CB: “Arcade” was a costly film and yet it was a terrific film. Megan Ward who worked on this as well as “Crash and Burn”, and “Trancers 2” for us was very good, and like Helen Hunt and Demi Moore who got started in our film, she had a nice start to a good career.
GVK: Since you are going back to the classic style of old, will fans see a return of the fan club and video zone in future releases?
CB: Absolutely. We in many ways championed the extras before DVDs. When you deal with a studio as we did back then for distribution, the costs associated with adding 30 minutes of behind the scenes materials as well as trailers and interviews was an issue as when it comes time for replication, you are charged for the length of the film and the extras were included as part of the running time.

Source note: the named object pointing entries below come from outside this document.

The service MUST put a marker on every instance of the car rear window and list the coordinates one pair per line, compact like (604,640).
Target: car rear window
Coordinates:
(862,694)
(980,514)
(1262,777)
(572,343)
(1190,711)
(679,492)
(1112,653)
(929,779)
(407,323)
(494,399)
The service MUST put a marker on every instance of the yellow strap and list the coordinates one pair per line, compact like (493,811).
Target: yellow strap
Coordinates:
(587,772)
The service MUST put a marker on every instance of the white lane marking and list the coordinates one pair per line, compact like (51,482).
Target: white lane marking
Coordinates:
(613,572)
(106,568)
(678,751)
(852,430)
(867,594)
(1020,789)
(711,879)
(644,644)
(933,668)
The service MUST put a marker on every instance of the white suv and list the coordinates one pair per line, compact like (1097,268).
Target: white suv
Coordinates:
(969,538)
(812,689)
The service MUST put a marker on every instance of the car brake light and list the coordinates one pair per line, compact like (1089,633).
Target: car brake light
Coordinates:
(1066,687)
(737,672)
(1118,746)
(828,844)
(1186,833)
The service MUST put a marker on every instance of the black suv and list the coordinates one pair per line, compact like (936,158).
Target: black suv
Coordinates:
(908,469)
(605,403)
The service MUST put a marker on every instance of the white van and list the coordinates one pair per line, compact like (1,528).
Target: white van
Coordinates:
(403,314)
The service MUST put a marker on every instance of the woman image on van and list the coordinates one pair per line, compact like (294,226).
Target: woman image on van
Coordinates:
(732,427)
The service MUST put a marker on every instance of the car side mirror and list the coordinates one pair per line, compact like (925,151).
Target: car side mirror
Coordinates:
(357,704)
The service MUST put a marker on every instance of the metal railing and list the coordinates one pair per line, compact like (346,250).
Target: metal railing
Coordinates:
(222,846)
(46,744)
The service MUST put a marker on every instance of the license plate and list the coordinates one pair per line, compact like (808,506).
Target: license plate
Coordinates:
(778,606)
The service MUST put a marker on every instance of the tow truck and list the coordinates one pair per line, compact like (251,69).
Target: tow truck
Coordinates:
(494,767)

Now, in the age of DVD’s, you will rarely find a release that does not include some sort of bonus features.
GVK: What does 2006 hold for you?
CB: We plan to release 8 films, and do two more tours and see how it goes. We are also looking at new ways to get more of the films into the hands of the public. To many fans, $20.00 is still $20.00 and if they will be spending this on films, they will focus on major studio releases. It would be nice to sell them for $8.00-$9.00 on the website as long as we cover costs and make a little bit of money, we are good. The goal is to get the films into the hands of the fans and to create films that they will like.
GVK: Thank you, I really appreciate it.